Erro notório na apreciação da prova.
Rejeição do recurso.
SUMÁRIO
1. O erro notório na apreciação da prova existe quando se dão como provados factos incompatíveis entre si, isto é, que o que se teve como provado ou não provado está em desconformidade com o que realmente se provou, ou que se retirou de um facto tido como provado uma conclusão logicamente inaceitável. O erro existe também quando se violam as regras sobre o valor da prova vinculada ou as legis artis. Tem de ser um erro ostensivo, de tal modo evidente que não passa despercebido ao comum dos observadores.
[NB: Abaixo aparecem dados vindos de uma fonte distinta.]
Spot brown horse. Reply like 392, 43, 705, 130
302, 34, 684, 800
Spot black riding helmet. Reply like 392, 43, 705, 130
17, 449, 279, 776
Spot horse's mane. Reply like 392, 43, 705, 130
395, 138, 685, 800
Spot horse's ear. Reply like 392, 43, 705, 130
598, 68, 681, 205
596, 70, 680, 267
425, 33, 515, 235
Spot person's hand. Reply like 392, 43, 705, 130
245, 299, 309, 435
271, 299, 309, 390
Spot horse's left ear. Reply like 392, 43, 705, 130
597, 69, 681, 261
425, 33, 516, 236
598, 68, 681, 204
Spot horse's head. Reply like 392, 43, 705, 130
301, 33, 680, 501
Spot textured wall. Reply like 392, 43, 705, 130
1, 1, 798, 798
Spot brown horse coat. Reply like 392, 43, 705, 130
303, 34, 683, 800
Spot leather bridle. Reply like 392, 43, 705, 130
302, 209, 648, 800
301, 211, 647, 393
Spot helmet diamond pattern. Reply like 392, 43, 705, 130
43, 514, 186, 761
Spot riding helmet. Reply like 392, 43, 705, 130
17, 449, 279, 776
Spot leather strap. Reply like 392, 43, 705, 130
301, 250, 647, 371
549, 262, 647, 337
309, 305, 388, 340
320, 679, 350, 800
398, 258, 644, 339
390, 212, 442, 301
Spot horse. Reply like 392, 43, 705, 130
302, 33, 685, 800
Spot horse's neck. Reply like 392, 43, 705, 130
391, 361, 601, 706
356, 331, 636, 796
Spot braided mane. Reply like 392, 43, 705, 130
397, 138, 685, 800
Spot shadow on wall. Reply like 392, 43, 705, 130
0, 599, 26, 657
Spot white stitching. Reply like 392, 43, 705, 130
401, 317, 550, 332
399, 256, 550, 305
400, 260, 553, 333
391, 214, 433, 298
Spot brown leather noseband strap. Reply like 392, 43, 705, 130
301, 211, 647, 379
É na audiência de julgamento que se produzem e avaliam todas as provas (cfr. artº 336º do C.P.P.M.), e é do seu conjunto, no uso dos seus poderes de livre apreciação da prova conjugados com as regras da experiência (cfr. artº 114º do mesmo código), que os julgadores adquirem a convicção sobre os factos objecto do processo.
Assim, sendo que o erro notório na apreciação da prova nada tem a ver com a eventual desconformidade entre a decisão de facto do Tribunal e aquela que entende adequada o Recorrente, irrelevante é, em sede de recurso, alegar-se como fundamento do dito vício, que devia o Tribunal ter dado relevância a determinado meio probatório para formar a sua convicção e assim dar como assente determinados factos, visto que, desta forma, mais não se faz do que pôr em causa a regra da livre convicção do Tribunal.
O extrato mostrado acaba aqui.